“À chaque nouveau projet, je me mets au service d’une nouvelle histoire.” La designer Julie Gauthron résume ainsi son travail dès qu’elle est sollicitée pour intervenir sur le chantier d’un hôtel. Pour le Crayon, un 3 étoiles à Paris (Ier), elle s’est ainsi projetée dans l’univers d’une maison d’artiste. “Le dessin est partout”, explique-t-elle. En effet, le trait court aussi bien sur les murs que sur les portes et entraîne le voyageur dans une histoire à part. Un storytelling qui serait, pour certains, l’une des clés de la réussite du positionnement d’un établissement. Du resort à l’hôtel de quartier, architectes, designers et décorateurs se remuent les méninges pour donner une âme à des chambres, un lobby, une salle de petit déjeuner… Comment s’y prennent-ils ? Ils observent autour d’eux et surtout autour de l’établissement à construire ou rénover.

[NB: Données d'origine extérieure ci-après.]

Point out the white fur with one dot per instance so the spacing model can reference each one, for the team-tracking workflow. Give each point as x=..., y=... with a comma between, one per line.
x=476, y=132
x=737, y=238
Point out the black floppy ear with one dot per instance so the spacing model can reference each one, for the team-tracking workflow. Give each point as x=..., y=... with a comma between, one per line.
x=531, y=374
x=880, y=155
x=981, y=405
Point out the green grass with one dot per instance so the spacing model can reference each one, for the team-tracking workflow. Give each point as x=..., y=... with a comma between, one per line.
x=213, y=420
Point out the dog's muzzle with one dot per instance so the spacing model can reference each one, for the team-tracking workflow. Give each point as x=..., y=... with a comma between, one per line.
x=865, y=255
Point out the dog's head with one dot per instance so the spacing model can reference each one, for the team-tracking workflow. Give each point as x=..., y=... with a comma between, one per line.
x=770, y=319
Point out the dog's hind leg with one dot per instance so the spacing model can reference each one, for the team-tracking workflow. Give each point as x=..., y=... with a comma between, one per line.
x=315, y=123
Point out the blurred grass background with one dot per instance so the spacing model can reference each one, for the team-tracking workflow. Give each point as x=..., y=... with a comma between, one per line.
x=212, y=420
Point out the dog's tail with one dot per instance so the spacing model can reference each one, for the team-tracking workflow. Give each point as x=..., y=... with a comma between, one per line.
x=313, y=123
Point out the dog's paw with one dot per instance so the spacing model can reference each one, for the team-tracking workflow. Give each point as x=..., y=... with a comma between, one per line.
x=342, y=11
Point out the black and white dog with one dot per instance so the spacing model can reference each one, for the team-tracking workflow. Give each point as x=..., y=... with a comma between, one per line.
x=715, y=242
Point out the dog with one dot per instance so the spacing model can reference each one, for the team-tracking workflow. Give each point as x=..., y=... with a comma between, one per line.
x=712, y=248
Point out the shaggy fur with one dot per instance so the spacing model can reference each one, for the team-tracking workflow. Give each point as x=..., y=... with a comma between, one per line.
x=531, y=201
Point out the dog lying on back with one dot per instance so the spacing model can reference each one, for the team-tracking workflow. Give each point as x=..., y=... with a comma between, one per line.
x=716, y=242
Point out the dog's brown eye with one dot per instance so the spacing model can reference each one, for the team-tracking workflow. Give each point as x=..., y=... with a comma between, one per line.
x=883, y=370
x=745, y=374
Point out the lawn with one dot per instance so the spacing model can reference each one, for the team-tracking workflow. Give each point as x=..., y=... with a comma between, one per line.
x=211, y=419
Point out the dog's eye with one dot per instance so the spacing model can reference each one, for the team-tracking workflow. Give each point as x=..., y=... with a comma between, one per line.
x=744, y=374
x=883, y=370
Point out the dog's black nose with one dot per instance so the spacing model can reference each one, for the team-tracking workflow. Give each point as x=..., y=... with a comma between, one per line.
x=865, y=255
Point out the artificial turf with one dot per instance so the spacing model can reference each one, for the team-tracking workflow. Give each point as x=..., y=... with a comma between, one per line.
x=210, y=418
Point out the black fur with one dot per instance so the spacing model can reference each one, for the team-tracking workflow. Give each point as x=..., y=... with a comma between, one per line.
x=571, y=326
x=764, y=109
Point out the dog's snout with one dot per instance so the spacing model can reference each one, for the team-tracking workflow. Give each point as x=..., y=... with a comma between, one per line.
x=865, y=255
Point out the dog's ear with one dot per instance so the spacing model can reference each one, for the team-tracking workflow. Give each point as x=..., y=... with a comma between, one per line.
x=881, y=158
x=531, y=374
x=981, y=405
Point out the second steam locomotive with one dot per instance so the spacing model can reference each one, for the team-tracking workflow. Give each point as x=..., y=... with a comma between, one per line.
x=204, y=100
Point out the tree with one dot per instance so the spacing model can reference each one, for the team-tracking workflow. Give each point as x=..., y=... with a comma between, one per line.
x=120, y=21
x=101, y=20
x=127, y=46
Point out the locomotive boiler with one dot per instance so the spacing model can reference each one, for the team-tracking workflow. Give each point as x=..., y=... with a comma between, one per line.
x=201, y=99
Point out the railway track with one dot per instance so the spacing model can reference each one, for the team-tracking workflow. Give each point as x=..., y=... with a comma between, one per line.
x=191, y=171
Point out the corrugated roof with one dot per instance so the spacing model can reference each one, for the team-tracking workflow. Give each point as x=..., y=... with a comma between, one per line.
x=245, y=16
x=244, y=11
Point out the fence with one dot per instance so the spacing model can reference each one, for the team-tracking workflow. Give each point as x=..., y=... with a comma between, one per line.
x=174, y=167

► La magie de la géographie
La situation géographique est souvent utilisée pour amorcer une histoire. Les designers et architectes d’intérieur Christine et Nicola Borella, sollicités pour le chantier de l’Akoya Hôtel & Spa à La Réunion, ont ainsi imaginé un type de chambre inspiré par la pierre volcanique, symbole de l’île. Même scénario pour le futur Black Bass Hotel, qui ouvrira ses portes en juin 2019 sur les rives du lac d’Annecy (Haute-Savoie). Ce 5 étoiles de 25 chambres aura pour fil conducteur le bleu, les courbes, les écailles… Et pour cause : le cabinet d’architectes Patriarche, chargé de la métamorphose de l’auberge d’origine, surfe sur la proximité du lac pour concevoir un hôtel où chacun pourra se sentir “comme un poisson dans l’eau”.
► Le charme d’hier
Le passé peut aussi aider à bâtir le présent d’un hôtel. C’est le cas du Grand Powers à Paris (VIIIe), fraîchement rénové par le duo d’architectes Bastie-Behzadi et la décoratrice Cathy Crinon. Cet établissement parisien (VIIIe) de 50 chambres existe depuis 1920. L’idée a donc été de le positionner sur “les belles années du design” : art déco, modernisme des années 1950 et artisanat d’art s’emparent des chambres, lobby, salle de restaurant… Car le patrimoine culturel, artistique, voire architectural reste une valeur sûre pour séduire les voyageurs, en particulier la clientèle étrangère.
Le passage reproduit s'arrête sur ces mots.